A Educação Física para o aluno é a melhor aula, deve-se identificar os alunos como seres únicos, respeitar as individualidades, ter a sensibilidade de ver o que está por traz dos gestos, um grande conhecimento de psicologia, sociologia, filosofia, e vontade de ensinar [...] (diretora)

Acho muito importante a Educação Física nas séries iniciais, acho importante que um profissional específico trabalhe com Educação Física nas séries iniciais porque vai trabalhar mais especificamente com a disciplina e não vai ter aquele "roubinho" de cinco minutos para matemática ou hoje está chovendo não vamos fazer nada, ou hoje os alunos estão muito inquietos. Daí tendo um professor específico naquele horário vai ter aula, porque se for por conta do professor de unidocência muitas vezes a disciplina é deixada de lado, Educação Física, Ensino Religioso, Educação Artística nem sempre tem...uma porque nem todos os professores gostam de trabalhar com a Educação Física daí fica uma lacuna [...] (professora da quarta série)

[...] acho que é super importante, a Educação Física melhora a atenção, concentração...podemos relacionar vários elementos das outras disciplinas com a Educação Física, por exemplo, os alunos escrevem melhor os textos quando vivenciam com o corpo uma situação (professora da terceira série)

    Segundo Canfield (2000) não se pode negar a importância do aspecto motor ser trabalhado no decorrer da infância do ser humano e desta forma a escola, enquanto meio educacional, é responsável por oferecer a oportunidade de uma ótima vivência motora, pois ela será determinante no processo de desenvolvimento da criança. Para Soares et al. (1992) é fundamental para essa perspectiva da prática pedagógica da Educação Física o desenvolvimento da noção de historicidade da cultura corporal. É preciso que o aluno entenda que o homem não nasceu pulando, saltando, arremessando, balançando, jogando, etc. todas essas atividades corporais foram construídas em determinadas épocas históricas, como respostas a determinados estímulos, desafios ou necessidades humanas.

    A escola pesquisada parece estar começando a apoiar a Educação Física, porém nota-se que esta valorização é baseada em trocas, ou seja, a Educação Física serve para melhorar o comportamento do aluno, ou então para ajudar as outras disciplinas. Objetivos louváveis, mas que não representam uma real valorização em a disciplina tenha contribuições efetivas ao desenvolvimento e que não sirva como apoio a outras situações.

[...] estamos caminhando para uma valorização da Educação Física nas séries iniciais, os professores estão vendo que a Educação Física faz parte do currículo e que ela deve ser respeitada [...] o trabalho da Educação Física reflete depois na sala de aula, na minha experiência os alunos que tiveram Educação Física específica com o professor de Educação Física quando chegam nas séries finais eles têm uma noção muito maior sobre as relações do movimento-corpo-espaço [...] (professora de Educação Física)

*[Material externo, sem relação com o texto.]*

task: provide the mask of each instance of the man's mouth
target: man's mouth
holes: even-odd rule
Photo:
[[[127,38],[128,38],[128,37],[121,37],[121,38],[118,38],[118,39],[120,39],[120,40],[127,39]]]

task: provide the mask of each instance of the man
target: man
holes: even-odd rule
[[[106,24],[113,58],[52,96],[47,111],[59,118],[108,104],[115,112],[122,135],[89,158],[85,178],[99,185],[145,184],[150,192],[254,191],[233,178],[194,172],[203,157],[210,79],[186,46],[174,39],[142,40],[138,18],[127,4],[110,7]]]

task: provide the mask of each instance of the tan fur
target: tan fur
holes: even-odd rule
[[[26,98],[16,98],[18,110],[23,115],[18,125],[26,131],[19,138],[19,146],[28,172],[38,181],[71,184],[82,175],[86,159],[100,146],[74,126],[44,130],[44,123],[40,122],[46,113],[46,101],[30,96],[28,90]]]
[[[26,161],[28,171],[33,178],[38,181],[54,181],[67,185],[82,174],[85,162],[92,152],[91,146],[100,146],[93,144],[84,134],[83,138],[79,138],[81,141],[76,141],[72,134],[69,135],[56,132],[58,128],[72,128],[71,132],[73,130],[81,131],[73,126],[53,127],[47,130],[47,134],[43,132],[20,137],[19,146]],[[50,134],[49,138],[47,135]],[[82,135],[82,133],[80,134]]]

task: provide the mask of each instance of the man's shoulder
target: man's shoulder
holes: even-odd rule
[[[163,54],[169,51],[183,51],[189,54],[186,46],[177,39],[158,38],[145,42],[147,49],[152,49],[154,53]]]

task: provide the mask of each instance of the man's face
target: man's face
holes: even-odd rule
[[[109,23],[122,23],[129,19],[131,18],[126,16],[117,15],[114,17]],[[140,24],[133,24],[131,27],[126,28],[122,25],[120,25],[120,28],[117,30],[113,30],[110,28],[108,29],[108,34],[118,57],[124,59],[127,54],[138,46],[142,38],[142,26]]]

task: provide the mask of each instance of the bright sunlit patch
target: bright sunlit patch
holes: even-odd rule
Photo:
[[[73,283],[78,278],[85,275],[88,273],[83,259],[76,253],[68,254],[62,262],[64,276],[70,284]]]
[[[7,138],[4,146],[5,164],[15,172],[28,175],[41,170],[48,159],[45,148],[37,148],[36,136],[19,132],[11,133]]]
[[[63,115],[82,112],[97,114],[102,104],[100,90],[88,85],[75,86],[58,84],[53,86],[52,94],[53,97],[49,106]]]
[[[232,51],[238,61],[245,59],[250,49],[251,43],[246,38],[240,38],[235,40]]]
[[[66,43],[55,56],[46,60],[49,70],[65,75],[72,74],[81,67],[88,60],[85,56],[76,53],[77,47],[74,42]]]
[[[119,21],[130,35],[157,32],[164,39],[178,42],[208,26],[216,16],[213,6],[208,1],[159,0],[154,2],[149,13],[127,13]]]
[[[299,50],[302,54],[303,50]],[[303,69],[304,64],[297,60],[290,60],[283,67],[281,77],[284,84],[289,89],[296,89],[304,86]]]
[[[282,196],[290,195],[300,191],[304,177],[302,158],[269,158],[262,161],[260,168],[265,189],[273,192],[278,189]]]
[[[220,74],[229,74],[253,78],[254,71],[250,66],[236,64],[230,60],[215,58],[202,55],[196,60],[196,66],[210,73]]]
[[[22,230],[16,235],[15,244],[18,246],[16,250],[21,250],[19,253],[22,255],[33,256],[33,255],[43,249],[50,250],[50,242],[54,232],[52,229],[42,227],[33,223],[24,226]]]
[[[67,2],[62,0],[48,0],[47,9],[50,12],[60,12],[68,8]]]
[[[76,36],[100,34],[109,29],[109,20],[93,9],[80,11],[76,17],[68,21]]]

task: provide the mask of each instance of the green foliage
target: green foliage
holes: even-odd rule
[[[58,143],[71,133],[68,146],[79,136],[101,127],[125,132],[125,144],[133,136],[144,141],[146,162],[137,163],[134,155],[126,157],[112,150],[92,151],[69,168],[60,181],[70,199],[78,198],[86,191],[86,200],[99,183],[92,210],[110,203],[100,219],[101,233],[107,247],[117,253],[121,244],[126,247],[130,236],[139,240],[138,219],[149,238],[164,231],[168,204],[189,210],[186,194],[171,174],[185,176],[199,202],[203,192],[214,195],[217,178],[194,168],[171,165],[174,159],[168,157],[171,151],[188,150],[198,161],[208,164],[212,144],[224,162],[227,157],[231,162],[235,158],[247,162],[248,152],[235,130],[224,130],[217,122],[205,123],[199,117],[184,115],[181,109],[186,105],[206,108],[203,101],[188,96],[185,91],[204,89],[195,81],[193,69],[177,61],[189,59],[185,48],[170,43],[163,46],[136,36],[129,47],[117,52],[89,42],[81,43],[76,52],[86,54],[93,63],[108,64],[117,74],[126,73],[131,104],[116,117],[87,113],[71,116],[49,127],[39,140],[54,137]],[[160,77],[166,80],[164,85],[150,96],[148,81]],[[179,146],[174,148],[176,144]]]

Aqui na escola estamos pedindo para os professores observarem os horários da Educação Física, é importante para as outras disciplinas, agora eu não sei se todos os professores valorizam, mas a direção quer, estamos fazendo campanha para comprar materiais para a Educação Física nas séries iniciais, porque não dá para deixar uma turma de unidocência esperando por muito tempo porque é capaz de acontecer uma "catástrofe" (coordenação pedagógica).

    Para Neto (2001) a educação motora na infância tem um lugar fundamental na escola, esta deverá ter um trabalho organizado e programado. A atuação do professor principalmente nas séries iniciais deverá ser planejada e coerente, já que, especialmente nesta fase a criança sofre grandes influências do seu meio social principalmente no que diz respeito à prática de atividades físicas.

    A viabilização de aulas de Educação Física, de uma forma comportamental de estímulo-resposta fica clara no depoimento abaixo:

Queremos usar a Educação Física como a principal ferramenta pra trazer o aluno para aula, pra trabalhar a disciplina do aluno pra conquistar o aluno, criar escolinhas, trazer o máximo de atividades físicas para este colégio [...] o aluno de colégio também tem um comportamento diferenciado fora da escola, quero usar a Educação Física como um resgate social, como troca em resposta de uma postura, de um comportamento [...] (diretora)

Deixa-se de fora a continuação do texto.